MAVEN will carry three instrument suites, totaling eight instruments, to probe the Martian atmosphere and its interactions with the sun. Among these are ion, electron and ion composition analyzers and energetic particle detectors built at UC Berkeley, a neutral gas analyzer and magnetometer built at NASA Goddard, and an imaging ultraviolet spectrometer built at CU-Boulder.

"Looking forward, we are well positioned for the next push to critical design review in July 2011," said Mitchell. "In three short years, we will be heading to Mars."

Lin and his SSL colleagues built instruments for a previous Mars mission, the Mars Global Surveyor, that discovered evidence that Mars had lost its magnetic field nearly 4 billion years ago, not long after its formation. Planetary magnetic fields, like the earth's own, protect the planet from the intense solar wind and high-energy particles emitted during solar storms.
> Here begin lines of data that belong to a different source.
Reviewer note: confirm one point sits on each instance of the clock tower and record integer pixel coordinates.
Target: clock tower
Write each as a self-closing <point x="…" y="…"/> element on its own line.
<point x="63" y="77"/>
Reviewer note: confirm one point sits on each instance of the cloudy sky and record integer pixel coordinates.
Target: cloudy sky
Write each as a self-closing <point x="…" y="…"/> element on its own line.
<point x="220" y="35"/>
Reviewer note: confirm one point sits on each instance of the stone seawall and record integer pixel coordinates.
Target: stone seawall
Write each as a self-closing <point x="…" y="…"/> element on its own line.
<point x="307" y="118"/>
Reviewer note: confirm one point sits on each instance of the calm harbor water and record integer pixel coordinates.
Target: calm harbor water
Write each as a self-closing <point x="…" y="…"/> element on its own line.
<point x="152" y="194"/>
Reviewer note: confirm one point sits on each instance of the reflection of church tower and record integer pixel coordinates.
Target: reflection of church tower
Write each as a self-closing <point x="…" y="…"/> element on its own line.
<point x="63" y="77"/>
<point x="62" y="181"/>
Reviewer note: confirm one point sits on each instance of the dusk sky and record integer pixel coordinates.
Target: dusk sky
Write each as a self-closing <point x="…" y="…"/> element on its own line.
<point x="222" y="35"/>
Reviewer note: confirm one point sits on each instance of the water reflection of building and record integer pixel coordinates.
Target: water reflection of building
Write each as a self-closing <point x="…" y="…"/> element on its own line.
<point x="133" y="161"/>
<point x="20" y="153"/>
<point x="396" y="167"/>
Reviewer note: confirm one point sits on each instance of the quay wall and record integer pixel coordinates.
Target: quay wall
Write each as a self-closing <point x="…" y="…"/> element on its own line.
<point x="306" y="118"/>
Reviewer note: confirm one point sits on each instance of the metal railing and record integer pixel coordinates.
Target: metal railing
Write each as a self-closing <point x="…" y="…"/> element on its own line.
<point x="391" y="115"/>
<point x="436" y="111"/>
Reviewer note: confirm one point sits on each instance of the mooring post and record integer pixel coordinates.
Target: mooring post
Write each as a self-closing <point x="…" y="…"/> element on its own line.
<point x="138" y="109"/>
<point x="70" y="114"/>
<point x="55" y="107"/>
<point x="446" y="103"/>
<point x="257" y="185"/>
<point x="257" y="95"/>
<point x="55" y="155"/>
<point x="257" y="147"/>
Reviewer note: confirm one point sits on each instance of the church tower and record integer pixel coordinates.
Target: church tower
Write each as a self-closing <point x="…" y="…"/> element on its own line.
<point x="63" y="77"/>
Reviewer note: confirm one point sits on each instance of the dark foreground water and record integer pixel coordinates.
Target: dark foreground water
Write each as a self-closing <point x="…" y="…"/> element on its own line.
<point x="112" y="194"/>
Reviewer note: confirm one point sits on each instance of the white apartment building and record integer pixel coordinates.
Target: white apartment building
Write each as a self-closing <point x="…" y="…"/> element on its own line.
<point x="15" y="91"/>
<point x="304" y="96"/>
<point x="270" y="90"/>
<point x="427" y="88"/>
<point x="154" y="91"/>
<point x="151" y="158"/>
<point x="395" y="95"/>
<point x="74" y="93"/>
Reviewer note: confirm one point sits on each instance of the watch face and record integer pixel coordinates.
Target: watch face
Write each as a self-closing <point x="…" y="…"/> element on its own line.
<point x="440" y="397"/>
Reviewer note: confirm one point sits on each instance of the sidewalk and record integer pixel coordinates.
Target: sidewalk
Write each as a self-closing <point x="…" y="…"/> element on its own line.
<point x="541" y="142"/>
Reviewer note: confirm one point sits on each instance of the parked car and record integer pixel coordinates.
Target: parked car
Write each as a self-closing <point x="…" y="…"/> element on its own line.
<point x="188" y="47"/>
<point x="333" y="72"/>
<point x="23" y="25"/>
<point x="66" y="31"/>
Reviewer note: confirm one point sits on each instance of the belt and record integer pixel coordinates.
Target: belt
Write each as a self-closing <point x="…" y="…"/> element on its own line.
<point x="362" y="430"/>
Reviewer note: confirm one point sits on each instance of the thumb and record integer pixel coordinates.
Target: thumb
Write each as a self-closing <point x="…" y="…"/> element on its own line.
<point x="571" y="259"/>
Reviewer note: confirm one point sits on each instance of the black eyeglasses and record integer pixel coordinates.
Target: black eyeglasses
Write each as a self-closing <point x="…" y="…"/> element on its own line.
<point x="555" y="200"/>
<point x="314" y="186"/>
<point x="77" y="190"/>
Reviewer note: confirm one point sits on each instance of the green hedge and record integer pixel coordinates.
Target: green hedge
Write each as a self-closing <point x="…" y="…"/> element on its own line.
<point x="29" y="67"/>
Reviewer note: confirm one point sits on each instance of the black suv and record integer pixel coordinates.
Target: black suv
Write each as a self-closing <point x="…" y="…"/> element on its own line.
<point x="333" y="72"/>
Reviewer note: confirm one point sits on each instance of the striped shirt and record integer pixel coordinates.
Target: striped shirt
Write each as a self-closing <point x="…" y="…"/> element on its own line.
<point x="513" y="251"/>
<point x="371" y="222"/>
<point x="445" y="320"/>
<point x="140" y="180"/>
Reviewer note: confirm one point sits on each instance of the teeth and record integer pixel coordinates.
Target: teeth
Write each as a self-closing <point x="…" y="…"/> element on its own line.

Without that protection, Lin said, the solar wind and storms could have scoured Mars' atmosphere and eliminated it entirely over about a billion years.

Building on the preliminary data from Mars Global Surveyor, MAVEN will study how solar wind particles ionize Mars' remaining atmosphere, how rapidly the ions are carried into space, and attempt to reconstruct the atmosphere's history based on past activity of the sun.

"By understanding the loss process and combining that with a model for the history of the sun and isotope ratios, we will get a good handle on how the loss process went," Lin said.

An alternative hypothesis is that the atmosphere went underground, but current evidence suggests that that process could not account for the planet's entire atmosphere.

In addition to leading the MAVEN mission, CU-Boulder's LASP team will also provide science operations and lead education and public outreach efforts. NASA Goddard will manage the project, which will cost $438 million exclusive of the separately funded government-furnished launch vehicle and telecommunications relay package. Lockheed Martin of Littleton, Colo., will build the spacecraft based on designs from NASA's Mars Reconnaissance Orbiter and 2001 Mars Odyssey missions and will perform mission operations. The UC Berkeley's Space Sciences Laboratory will help support education and public outreach efforts.

NASA's Jet Propulsion Laboratory in Pasadena, Calif., will provide navigation support, the Deep Space Network, and the Electra telecommunications relay hardware and operations.